In next week's production of "I Got This!," the kids enrolled in the Liberty Theatre's summer camp are doing something new this year.
In years past, the children participated in skits and song-and-dance numbers they learned over the six-week program.
This year, they're taking part in a real theater experience. Those who don't want to be on stage, have designed the sets and lights and chosen costumes.
In all, 60 students are in the summer camp. Jonathan Perkins, the theater's new executive director, wanted the students interacting more with the seven teen counselors and five teachers, who teach music, dance and theater. In the past, hundreds of students roamed the halls of the theater.
Perkins, along with Chiara Richardson, Megan Dickens and Taryn Plunkett, wrote the three-part production.
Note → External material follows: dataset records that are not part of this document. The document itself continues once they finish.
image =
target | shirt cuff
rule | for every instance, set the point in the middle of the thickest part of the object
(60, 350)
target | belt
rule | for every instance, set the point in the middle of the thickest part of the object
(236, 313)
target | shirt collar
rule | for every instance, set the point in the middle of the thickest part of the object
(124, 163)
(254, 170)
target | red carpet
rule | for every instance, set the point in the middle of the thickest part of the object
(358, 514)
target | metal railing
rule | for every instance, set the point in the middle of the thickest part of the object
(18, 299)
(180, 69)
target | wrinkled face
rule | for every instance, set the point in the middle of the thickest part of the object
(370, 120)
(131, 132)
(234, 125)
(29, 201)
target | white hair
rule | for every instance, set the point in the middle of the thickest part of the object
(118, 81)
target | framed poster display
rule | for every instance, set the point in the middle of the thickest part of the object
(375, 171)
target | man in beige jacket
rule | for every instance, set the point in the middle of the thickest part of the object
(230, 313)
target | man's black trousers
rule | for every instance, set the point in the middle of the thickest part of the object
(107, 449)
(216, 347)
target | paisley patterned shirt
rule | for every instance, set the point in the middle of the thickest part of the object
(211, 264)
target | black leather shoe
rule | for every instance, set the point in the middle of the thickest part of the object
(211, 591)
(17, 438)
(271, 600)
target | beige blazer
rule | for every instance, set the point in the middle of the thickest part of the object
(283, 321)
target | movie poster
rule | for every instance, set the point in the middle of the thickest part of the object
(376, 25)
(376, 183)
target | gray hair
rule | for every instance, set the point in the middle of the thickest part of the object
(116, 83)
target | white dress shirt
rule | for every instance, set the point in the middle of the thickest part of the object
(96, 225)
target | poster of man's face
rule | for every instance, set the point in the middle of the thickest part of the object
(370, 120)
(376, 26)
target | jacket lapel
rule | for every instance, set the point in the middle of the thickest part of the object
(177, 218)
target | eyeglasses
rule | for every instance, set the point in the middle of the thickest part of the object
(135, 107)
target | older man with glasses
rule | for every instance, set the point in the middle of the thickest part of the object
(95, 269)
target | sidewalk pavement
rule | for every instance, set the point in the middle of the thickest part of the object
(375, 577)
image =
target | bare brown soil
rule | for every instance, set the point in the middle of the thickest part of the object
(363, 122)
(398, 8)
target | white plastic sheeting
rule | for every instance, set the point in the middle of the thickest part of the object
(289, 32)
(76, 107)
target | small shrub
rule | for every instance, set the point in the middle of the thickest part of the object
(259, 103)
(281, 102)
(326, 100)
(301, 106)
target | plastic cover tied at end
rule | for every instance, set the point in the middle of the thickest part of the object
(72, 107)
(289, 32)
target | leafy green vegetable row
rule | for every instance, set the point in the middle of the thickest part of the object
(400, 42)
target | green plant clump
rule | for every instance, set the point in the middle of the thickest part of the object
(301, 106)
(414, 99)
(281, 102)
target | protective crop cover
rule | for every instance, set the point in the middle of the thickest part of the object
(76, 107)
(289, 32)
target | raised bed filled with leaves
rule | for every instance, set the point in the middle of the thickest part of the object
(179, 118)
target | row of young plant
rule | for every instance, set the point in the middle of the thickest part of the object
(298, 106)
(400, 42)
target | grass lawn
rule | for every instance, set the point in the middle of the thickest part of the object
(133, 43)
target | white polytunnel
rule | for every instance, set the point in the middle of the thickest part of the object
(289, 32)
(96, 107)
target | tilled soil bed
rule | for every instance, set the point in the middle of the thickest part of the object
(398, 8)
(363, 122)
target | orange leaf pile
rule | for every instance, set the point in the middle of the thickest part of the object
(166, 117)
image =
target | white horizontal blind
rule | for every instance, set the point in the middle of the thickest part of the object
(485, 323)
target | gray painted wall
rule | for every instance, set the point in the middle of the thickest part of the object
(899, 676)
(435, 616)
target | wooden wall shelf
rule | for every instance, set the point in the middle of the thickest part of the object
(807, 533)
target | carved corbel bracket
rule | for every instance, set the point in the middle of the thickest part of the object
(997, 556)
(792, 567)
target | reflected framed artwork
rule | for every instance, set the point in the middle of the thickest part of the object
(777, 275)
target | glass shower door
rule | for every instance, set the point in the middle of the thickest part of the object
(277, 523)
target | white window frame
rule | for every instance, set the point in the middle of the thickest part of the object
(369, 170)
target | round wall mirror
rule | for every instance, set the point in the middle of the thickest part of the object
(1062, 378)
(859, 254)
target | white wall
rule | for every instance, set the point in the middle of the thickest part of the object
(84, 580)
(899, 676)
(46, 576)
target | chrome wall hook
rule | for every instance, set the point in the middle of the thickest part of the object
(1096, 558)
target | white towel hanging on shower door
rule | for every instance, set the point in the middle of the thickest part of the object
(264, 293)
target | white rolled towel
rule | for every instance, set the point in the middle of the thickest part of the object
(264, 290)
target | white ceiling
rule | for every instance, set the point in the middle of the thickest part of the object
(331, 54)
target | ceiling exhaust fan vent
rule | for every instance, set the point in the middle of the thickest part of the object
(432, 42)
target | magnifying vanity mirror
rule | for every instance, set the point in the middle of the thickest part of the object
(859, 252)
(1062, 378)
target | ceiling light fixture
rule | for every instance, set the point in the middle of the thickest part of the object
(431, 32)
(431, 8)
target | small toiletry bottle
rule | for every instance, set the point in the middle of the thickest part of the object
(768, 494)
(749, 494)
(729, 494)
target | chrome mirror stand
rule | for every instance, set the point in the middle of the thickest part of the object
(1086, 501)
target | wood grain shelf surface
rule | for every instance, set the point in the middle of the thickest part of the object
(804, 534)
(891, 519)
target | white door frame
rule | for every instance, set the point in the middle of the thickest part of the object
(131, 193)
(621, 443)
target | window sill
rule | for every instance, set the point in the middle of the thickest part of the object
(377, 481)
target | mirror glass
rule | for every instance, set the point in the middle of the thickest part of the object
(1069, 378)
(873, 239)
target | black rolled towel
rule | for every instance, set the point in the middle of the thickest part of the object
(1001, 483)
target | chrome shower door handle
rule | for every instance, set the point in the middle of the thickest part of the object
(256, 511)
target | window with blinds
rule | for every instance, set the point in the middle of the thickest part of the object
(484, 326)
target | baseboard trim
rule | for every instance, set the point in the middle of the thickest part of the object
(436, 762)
The first part is an adaptation of "The Three Little Pigs," written for the 5-7-year-olds by Richardson. Dickens and Plunkett wrote "I Got This!," which takes on fairy tales, and Perkins' play is called "Exhibit A," which is a take on "A Night at the Museum." In it, students meet characters from history.
Because it's his first summer camp as the administrator, Perkins wanted the smaller number of students enrolled.
"It's a very manageable number," he said. "I know all of the kids' names and I know their parents when they come to pick them up."
Last week, Plunkett said she'd been working with the students for two weeks.
"They learn so fast and pick up on everything," she said. Plunkett and Dickens worked together, writing the script before camp started. After "casting" the show, they worked with the students on the choreography for "I Got This!"
Richardson, a Muscogee County elementary school teacher, is working with the "little ones," the 5-7-year-old group this summer.
"I always have the little ones," she said. "At school, I have the little babies; here I have the little babies. But they are precious."
One of her little ones, Lily Anderson, 5, a rising first grader at Pinehurst Elementary School, said she's having fun.
"It's good," Lily said of camp. "It's awesome. We do a lot of fun stuff."
Seven-year-old twins Zarifa and Malika Dobson, who are rising second graders from Fort Mitchell, said they're having "so much fun" this summer.
T'Anna Smith, 8, a rising second-grader at Downtown Elementary School, has been coming to the Liberty Theatre camp for two years. The activities she likes best are art and African dance.
"I'll come every year," she vowed.
The theater camp is not just for girls, though they vastly outnumber the boys.
One of them, Austin Baker, 11, said it's a new experience for him. The rising sixth grader at Arnold Middle School, said he'll be back next year.
"I've learned never to say 'I can't,'" he said. "I just try."
Schae Morton, 11, a rising fifth-grader at Edgewood Elementary School, said it's her first summer camp and she's loving it.
"It's a place where you learn dance, music and art," Schae said. "I've learned to project my voice. I've learned so much. It's like a party."
Not all the campers are in the musical.
Jessica Roberts, 9, a rising fourth-grader at Mathews Elementary School, is concentrating on acting this year.
In her fifth year at the Liberty, she said "I actually have fun here. My favorite part is the dancing. No one here will start laughing at you."